The Effect of Introgression

It is generally accepted that species divergence can occur in the face of persistent and genome-wide admixture over long periods of time, as shown for example in Heliconius butterflies ( Martin et al. 2013 ). Furthermore, it has been proposed that the high speciation rates in radiations may be fuelled by frequent hybridization with transgressive segregation (e.g., Seehausen 2004 ; Gavrilets and Losos 2009 ; Glor 2010 ; Losos 2010 ; Keller et al. 2013 ).

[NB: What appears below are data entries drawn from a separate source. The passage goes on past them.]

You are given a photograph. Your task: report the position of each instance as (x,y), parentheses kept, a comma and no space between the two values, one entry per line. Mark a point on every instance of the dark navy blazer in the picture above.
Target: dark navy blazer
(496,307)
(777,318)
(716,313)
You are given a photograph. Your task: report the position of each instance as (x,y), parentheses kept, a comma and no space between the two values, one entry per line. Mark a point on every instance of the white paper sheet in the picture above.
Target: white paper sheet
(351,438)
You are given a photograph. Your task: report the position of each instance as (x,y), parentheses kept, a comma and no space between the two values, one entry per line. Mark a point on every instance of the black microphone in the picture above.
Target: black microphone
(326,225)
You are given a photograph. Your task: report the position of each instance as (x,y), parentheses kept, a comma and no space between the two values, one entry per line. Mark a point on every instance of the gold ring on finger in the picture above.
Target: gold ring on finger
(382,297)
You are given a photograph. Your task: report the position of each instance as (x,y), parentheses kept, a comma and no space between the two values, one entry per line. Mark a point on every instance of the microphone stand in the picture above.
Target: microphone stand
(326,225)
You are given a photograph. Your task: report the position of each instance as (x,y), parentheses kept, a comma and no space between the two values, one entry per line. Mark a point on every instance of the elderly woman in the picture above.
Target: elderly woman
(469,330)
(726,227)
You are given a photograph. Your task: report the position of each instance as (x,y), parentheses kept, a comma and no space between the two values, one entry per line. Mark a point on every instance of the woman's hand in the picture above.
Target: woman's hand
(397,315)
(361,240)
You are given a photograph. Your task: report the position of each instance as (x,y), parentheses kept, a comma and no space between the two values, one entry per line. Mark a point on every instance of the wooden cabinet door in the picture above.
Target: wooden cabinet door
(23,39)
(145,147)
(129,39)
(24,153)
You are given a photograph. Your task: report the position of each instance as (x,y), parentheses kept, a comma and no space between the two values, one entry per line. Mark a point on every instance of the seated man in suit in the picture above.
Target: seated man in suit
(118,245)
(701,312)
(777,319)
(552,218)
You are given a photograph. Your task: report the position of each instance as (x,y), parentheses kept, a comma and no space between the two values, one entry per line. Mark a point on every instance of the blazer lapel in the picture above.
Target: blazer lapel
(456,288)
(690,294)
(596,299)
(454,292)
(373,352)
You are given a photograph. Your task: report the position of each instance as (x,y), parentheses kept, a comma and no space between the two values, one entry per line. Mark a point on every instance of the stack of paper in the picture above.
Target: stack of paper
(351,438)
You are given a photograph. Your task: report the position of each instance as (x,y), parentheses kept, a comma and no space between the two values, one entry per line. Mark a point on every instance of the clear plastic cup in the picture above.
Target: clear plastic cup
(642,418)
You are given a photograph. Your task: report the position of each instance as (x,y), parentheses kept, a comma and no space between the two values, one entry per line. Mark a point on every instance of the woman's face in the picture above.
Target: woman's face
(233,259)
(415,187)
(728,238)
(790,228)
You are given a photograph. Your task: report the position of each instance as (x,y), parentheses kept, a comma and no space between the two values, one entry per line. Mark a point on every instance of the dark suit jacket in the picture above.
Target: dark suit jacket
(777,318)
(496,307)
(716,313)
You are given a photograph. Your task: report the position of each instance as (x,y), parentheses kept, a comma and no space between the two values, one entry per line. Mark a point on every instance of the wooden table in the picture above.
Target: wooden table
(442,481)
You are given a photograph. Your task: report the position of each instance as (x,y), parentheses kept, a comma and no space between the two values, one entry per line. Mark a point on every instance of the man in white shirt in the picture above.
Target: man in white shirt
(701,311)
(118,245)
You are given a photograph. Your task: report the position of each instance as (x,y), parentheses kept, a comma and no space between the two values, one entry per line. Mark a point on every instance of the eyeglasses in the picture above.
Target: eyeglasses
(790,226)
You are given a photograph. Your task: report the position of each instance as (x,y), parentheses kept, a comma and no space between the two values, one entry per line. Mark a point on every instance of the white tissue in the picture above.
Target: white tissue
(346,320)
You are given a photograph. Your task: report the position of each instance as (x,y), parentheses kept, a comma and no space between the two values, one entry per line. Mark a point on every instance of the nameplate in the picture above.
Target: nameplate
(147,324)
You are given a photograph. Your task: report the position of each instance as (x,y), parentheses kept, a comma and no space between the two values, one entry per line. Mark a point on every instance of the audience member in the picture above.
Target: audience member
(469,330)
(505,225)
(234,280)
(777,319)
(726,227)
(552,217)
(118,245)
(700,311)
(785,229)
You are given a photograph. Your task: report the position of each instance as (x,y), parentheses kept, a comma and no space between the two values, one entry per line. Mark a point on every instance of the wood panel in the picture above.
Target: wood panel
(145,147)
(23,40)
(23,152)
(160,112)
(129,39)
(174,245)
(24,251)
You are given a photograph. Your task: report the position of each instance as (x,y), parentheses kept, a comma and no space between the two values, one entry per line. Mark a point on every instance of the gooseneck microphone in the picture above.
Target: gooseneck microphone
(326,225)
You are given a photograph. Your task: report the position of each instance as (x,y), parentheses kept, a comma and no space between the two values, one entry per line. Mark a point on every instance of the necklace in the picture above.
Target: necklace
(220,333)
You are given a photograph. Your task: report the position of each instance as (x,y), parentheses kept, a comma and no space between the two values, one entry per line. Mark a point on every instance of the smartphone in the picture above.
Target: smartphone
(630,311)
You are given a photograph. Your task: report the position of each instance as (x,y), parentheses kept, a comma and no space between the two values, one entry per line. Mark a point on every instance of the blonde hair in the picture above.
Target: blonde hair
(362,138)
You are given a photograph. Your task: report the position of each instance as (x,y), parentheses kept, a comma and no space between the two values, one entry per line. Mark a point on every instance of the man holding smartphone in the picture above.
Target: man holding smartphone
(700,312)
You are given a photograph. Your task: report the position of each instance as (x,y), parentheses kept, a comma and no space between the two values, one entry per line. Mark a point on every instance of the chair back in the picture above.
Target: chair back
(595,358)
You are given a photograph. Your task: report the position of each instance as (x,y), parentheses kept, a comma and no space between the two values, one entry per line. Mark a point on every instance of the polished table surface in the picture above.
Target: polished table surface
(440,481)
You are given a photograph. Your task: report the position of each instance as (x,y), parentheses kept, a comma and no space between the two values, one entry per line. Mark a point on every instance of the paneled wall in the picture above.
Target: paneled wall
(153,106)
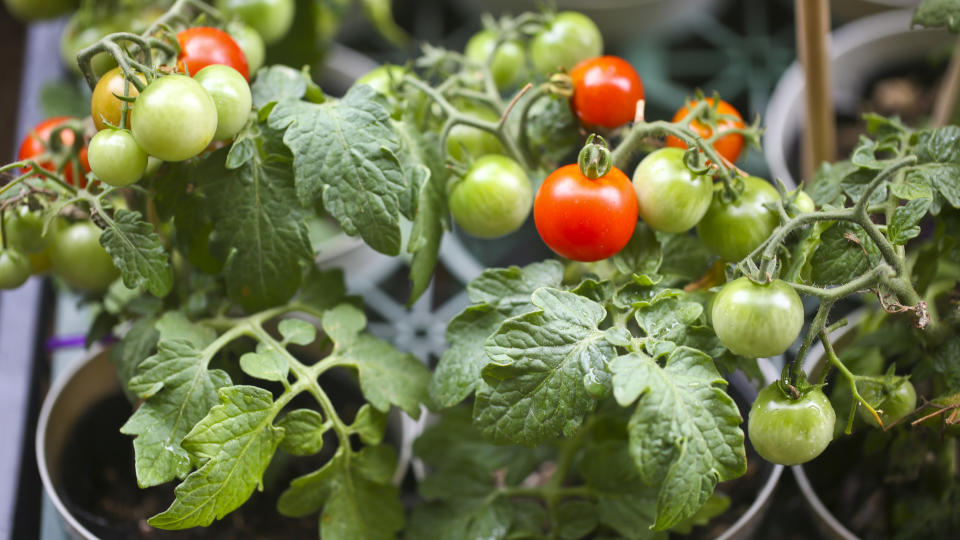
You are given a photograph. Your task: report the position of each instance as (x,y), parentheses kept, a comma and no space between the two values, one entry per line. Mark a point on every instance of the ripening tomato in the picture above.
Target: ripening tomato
(606,90)
(202,46)
(728,146)
(35,144)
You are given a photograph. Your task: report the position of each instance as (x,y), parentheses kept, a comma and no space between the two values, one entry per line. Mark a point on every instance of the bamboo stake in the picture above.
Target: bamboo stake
(820,137)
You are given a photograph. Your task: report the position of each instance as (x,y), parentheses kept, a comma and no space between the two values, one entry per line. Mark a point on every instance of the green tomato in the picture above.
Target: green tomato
(116,158)
(231,94)
(174,118)
(891,401)
(463,139)
(734,229)
(270,18)
(493,199)
(25,230)
(790,431)
(568,38)
(672,198)
(35,10)
(79,259)
(509,62)
(250,43)
(14,268)
(757,320)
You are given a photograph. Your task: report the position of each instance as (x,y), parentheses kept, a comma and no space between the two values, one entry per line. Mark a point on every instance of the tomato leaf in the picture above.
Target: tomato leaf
(539,363)
(138,253)
(235,441)
(356,496)
(498,293)
(179,390)
(359,177)
(387,376)
(685,432)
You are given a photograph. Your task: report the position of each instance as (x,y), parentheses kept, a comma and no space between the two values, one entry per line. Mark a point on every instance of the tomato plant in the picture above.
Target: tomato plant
(757,320)
(37,142)
(272,19)
(509,62)
(231,95)
(586,213)
(174,118)
(672,198)
(14,268)
(79,259)
(116,158)
(568,39)
(105,107)
(790,431)
(733,229)
(493,198)
(606,90)
(202,46)
(726,116)
(892,399)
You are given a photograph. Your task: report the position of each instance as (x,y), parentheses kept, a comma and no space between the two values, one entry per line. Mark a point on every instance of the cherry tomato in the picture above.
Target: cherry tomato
(734,229)
(728,146)
(80,260)
(892,401)
(476,142)
(174,118)
(105,107)
(250,42)
(493,199)
(116,158)
(203,46)
(35,144)
(790,431)
(231,94)
(585,219)
(672,198)
(757,320)
(14,268)
(568,39)
(509,62)
(606,90)
(270,18)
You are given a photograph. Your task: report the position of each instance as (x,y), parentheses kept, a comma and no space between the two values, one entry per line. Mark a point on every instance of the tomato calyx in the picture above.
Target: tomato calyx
(595,159)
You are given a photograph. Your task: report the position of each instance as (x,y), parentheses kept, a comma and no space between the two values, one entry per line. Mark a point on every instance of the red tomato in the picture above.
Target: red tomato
(606,90)
(35,144)
(202,46)
(728,146)
(583,219)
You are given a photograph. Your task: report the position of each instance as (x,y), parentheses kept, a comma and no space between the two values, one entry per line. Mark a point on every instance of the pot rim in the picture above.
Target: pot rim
(814,504)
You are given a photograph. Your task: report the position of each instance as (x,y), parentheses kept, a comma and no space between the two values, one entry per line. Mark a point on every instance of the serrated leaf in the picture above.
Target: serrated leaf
(370,425)
(903,226)
(303,431)
(538,363)
(179,390)
(138,253)
(500,293)
(277,83)
(269,365)
(359,177)
(236,441)
(297,332)
(844,253)
(685,432)
(257,229)
(942,177)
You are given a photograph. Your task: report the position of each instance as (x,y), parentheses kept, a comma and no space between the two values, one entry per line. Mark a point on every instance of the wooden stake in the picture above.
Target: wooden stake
(820,137)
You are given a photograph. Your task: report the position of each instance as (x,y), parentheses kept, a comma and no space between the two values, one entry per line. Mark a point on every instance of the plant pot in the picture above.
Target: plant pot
(87,384)
(859,51)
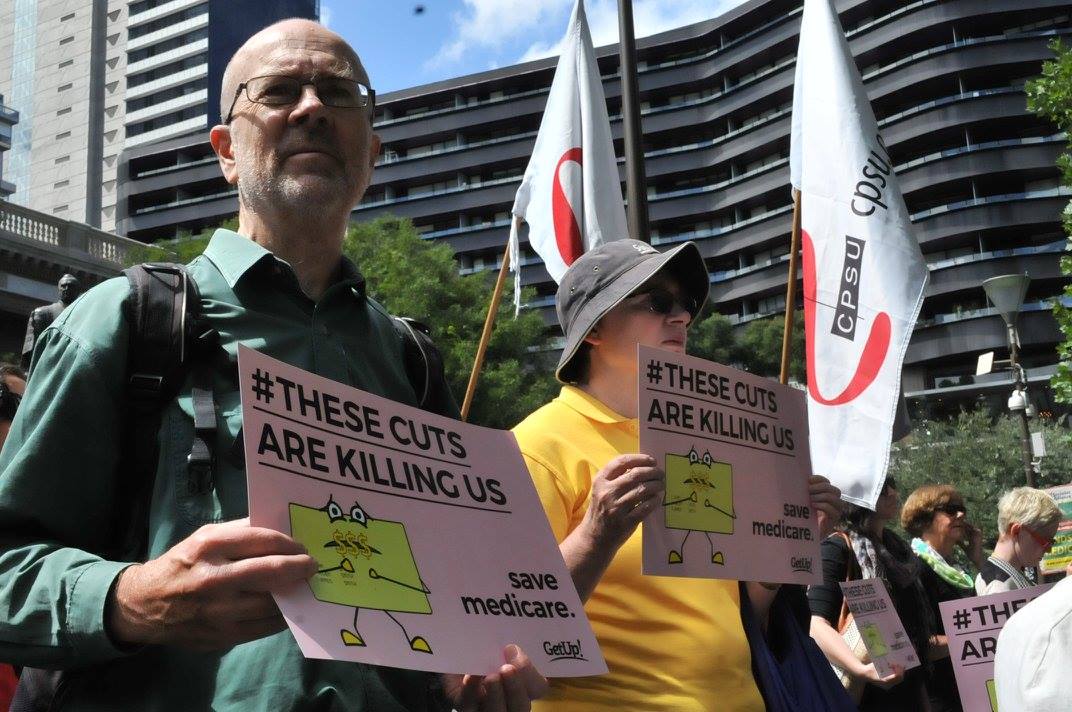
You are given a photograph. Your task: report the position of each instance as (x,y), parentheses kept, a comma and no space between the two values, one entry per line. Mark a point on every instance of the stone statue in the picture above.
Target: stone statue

The SplitsTree and Structure analyses provide evidence for considerable admixture among the Diospyros species ( Fig. 3 b and Supplementary Fig. S3, available on Dryad at http://dx.doi.org/10.5061/dryad.62247 ). The grouping of different populations of the nonmonophyletic species like D. minimifolia and D. parviflora has some relationship to provenance. For example, the population of D. minimifolia from Gadji (L17, Fig. 1 ) is genetically divergent from the rest of the individuals of this species found in central Grande Terre. This population from Gadji clusters with species from Île des Pins (L25 and L26, Fig. 1 ) and Île Kuebini (L24, Fig. 1 ), which are all in the south of New Caledonia. The SplitsTree network ( Fig. 3 b) clearly indicates regional hybridization as the reason for the split between the D. minimifolia populations from the south and those from central portions of the island, which cluster together with northern D. tridentata accessions (see also Fig. 2 ). Furthermore, the accessions of D. parviflora collected in the central region of New Caledonia are positioned together with the northern accession from L13, closer to other individuals sampled from the northern and central part of the main island. In contrast, the southern populations of D. parviflora (i.e., L4 and L19) exhibit evidence of hybridization with southern populations of other species in the SplitsTree network ( Fig. 3 b). This phenomenon of individuals grouping with co-occurring species rather than with populations of the same species from other localities is also found in other organisms (e.g., Martin et al. 2013 ) and may be indicative of genome-wide admixture over long periods of time in many parts of their porous genomes ( Gavrilets and Losos 2009 ; Kane et al. 2009 ). Since most neutral loci are either unlinked or only loosely linked to loci that are under divergent selection, they will be subjected to homogenization by gene flow across closely related sympatric species ( Feder et al. 2012 ). However, given the obvious morphological and ecological differentiation between most of these species we hypothesize as unlikely the swamping of one species with genes of the others ( Rieseberg 2009 ; Butlin et al. 2014 ). Rather, in this context hybridization might have had a positive effect of increasing biodiversity by promoting formation of cryptic species, as evidenced in other groups present in New Caledonia ( Pillon et al. 2009 , 2014 ; Swenson et al. 2015 ).

Concluding Remarks

Altogether, the species-rich New Caledonian Diospyros clade is the result of a rapid adaptive radiation resulting in more than 20 morphologically and ecologically diversified species with low genetic divergence. After surviving a bottleneck associated with the long-distance dispersal event that brought the lineage to the Archipelago, accumulation of genetic variation happened relatively slowly, producing a small effective population size for the new lineage for millions of years. During the first phase of the radiation, this situation resulted in relatively low speciation rates, mainly triggered by allopatry or divergent preference to macrohabitat related to general climatic conditions. After a considerable amount of time (i.e., ca. 6 million years, Fig. 2 ), there was a burst of speciation events, mainly with respect to microhabitat (i.e., edaphic) specialization. Such a delayed burst of speciation is atypical for adaptive radiations, but could be a characteristic of long-generation organisms. Our results suggest that both allopatric diversification (i.e., resulting in regional patterns of diversity) and sympatric/parapatric ecological divergence shaped successive rounds of speciation in the Diospyros radiation.